Renzi insiste sulla legge elettorale, ma la strada è in salita
Con le riforme costituzionali o si va avanti «o rischiamo di azzerare tutto». Parola di Matteo Renzi nella replica finale, poco fa, alla direzione del Pd. «E l’esercizio che riannoda sempre i fili - ha aggiunto il segretario premier - e riporta sempre al punto di partenza».
Sulla legge elettorale «è impensabile riaprire i punti già condivisi da noi, Ncd, Scelta civica e per il 90 per cento da Fi. Questo è il meraviglioso patto del Nazareno Il Patto del Nazareno è l’unico modo civile per poter stare dentro un Paese. Le regole si scrivono insieme, le leggi elettorali non si fanno da soli», ha detto anzora Renzi.
La direzione ha approvato infine un ordine del giorno (la minoranza non ha votato) che invita «ad andare avanti senza indugio» con le riforme, costituzionale ed elettorale.
Ma il premier è sempre incalzato dalla minoranza di sinistra del Pd, in vista degli imminenti passaggi di leggei importanti (come il Jobs Act) al Senato, dove gli equilibri numerici sono assai labili pe ril governo.
«Faccio fatica a capire che senso ha un ordine del giorno sui tempi delle riforme quando non è chiaro il contesto politico. Con chi le facciamo le riforme? Domani i parlamentari in commissione possono votare o no per il superamento liste bloccate. Vanno chiariti gli interlocutori», ha detto l’ex viceminsitro all’economia Stefano Fassina, ribadendo la richiesta giunta in direzione da tutti gli esponenti della minoranza in merito ai contenuti della riforme della legge elettorale e allo stato dell’arte del Patto del Nazareno.
Il nuovo affondo di Renzi, insomma, non placa i malumori della minoranza. O, almeno, di una parte di essa.
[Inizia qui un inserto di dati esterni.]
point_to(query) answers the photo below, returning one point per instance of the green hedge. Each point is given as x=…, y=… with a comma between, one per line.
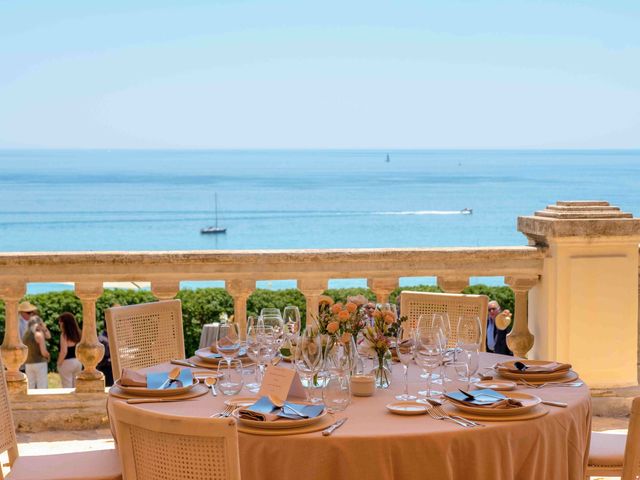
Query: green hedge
x=205, y=305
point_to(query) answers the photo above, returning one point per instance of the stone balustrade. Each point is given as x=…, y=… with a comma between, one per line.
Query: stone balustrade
x=572, y=286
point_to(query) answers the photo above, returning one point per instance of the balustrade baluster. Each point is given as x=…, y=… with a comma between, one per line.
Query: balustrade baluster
x=312, y=288
x=520, y=339
x=13, y=351
x=382, y=287
x=240, y=289
x=89, y=351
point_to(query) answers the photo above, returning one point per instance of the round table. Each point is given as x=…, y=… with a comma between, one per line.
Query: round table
x=376, y=444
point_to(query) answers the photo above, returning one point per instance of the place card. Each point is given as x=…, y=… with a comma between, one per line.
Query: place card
x=281, y=383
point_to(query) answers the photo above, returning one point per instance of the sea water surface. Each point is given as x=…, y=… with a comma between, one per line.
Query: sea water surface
x=80, y=200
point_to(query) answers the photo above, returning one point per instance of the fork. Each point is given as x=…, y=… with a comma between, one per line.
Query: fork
x=227, y=411
x=437, y=416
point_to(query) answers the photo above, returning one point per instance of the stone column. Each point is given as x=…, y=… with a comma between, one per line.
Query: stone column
x=312, y=288
x=584, y=310
x=165, y=290
x=382, y=287
x=89, y=351
x=520, y=339
x=13, y=351
x=453, y=284
x=240, y=289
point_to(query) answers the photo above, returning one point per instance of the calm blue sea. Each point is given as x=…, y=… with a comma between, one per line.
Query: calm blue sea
x=159, y=200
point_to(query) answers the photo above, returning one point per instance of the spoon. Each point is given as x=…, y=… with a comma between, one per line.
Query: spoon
x=211, y=383
x=281, y=403
x=520, y=366
x=173, y=376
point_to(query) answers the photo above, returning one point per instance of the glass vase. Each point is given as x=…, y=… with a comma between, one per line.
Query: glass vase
x=382, y=372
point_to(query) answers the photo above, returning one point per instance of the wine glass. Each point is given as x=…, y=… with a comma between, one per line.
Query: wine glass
x=469, y=337
x=405, y=347
x=228, y=341
x=428, y=353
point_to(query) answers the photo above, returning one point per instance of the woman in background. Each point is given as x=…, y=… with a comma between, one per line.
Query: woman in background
x=68, y=364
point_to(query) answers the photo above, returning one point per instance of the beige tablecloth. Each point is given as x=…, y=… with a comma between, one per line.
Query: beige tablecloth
x=376, y=444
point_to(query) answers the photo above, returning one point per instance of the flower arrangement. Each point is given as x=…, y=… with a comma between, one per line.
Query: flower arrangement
x=341, y=320
x=378, y=341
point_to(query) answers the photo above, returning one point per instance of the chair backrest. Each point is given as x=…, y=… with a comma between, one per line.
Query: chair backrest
x=631, y=465
x=8, y=442
x=154, y=446
x=144, y=335
x=414, y=304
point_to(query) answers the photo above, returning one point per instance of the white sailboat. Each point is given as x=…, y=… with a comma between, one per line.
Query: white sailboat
x=214, y=229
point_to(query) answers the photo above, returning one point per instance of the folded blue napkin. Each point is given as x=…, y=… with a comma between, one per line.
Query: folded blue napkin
x=265, y=410
x=156, y=379
x=485, y=396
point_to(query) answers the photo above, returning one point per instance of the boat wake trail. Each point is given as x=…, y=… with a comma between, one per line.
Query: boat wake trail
x=422, y=212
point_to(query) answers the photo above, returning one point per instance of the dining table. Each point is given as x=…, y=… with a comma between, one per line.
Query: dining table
x=376, y=444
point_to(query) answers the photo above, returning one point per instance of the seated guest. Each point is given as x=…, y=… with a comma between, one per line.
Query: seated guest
x=68, y=364
x=37, y=356
x=497, y=330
Perché se ieri, in una riunione con il capogruppo Roberto Speranza e 70 deputati, Area riformista ha ribadito una linea di netta autonomia dall’imprinting renziano ma di assoluta responsabilità rispetto a un governo targato Pd, le aree vicino a Gianni Cuperlo o Pippo Civati, domani torneranno alla carica.
Con lo stesso Fassina che ribadisce la richiesta di un referendum sulle politiche di Renzi tra i circoli Pd che potrebbe creare più di un grattacapo al premier-segretario.
Frattanto da Forza Italia arrivano nuovi siluri al premier, dopo la sterzata di Silvio Berlusconi e la presa di distanza dalla concordia con Renzi, una svolta palesatasi all’indomani del flop elettgorale forzista in Emilia e concretatasi fra l'altro nella richiesta di procedere prima con la elezione del successore di Giorgio Napolitano al Quirinale (il Cavaliere fa o secondo alcuni «brucia» il nome di Giuliano Amato) e poi di passare alla nuova legge elettorale, vale a dire il contrario di ciò che vuole il premier.
«Proprio nel giorno in cui l’Istat conferma l’andamento negativo dell’economia, è sorprendente che il presidente del consiglio convochi il suo partito per accelerare sulla legge elettorale.
La fretta di Renzi sulla legge elettorale è ormai tanto evidente quanto sospetta.
Ma la legge elettorale non è una priorità degli italiani, che attendono non una campagna elettorale permanente, ma crescita e meno tasse. A meno che qualcuno non pensi che gli italiani mangino pane e Italicum...», ha rilevato l’europarlamentare Raffaele Fitto, figura di primo piano fra i politici azzurri che propongono una linea di smarcamento dal Patto del nazareno.
E ieri sera un invito indiretto alal calma è giunto direttamente dal Quirinale, con una nota in cui si precisa che il presidente Napolitano non si dimetterà prima della fine dell'anno.
Per parte sua, il movimento Cinque stelle risponde a chi, nel partito democratico, ha evocato la possibilità di un accordo sul Quirinale: «A noi non interessano aperture generiche: se il Pd dovesse mai aprire al nostro metodo per l’elezione del capo dello Stato sappia che dovrebbe dire subito su chi. E molto prima dell’apertura delle urne». Lo dice il deputato M5s Danilo Toninelli che precisa: «La procedura per la selezione dei candidati alla presidenza della Repubblica non l’abbiamo ancora votata ma posso dire sin da ora che verrà fatta con il metodo Cinque stelle, in totale trasparenza. Se davvero il Pd volesse applicare il nostro metodo sarebbe già un successo del M5s. E vorrebbe anche dire che il Pd non ha alternative».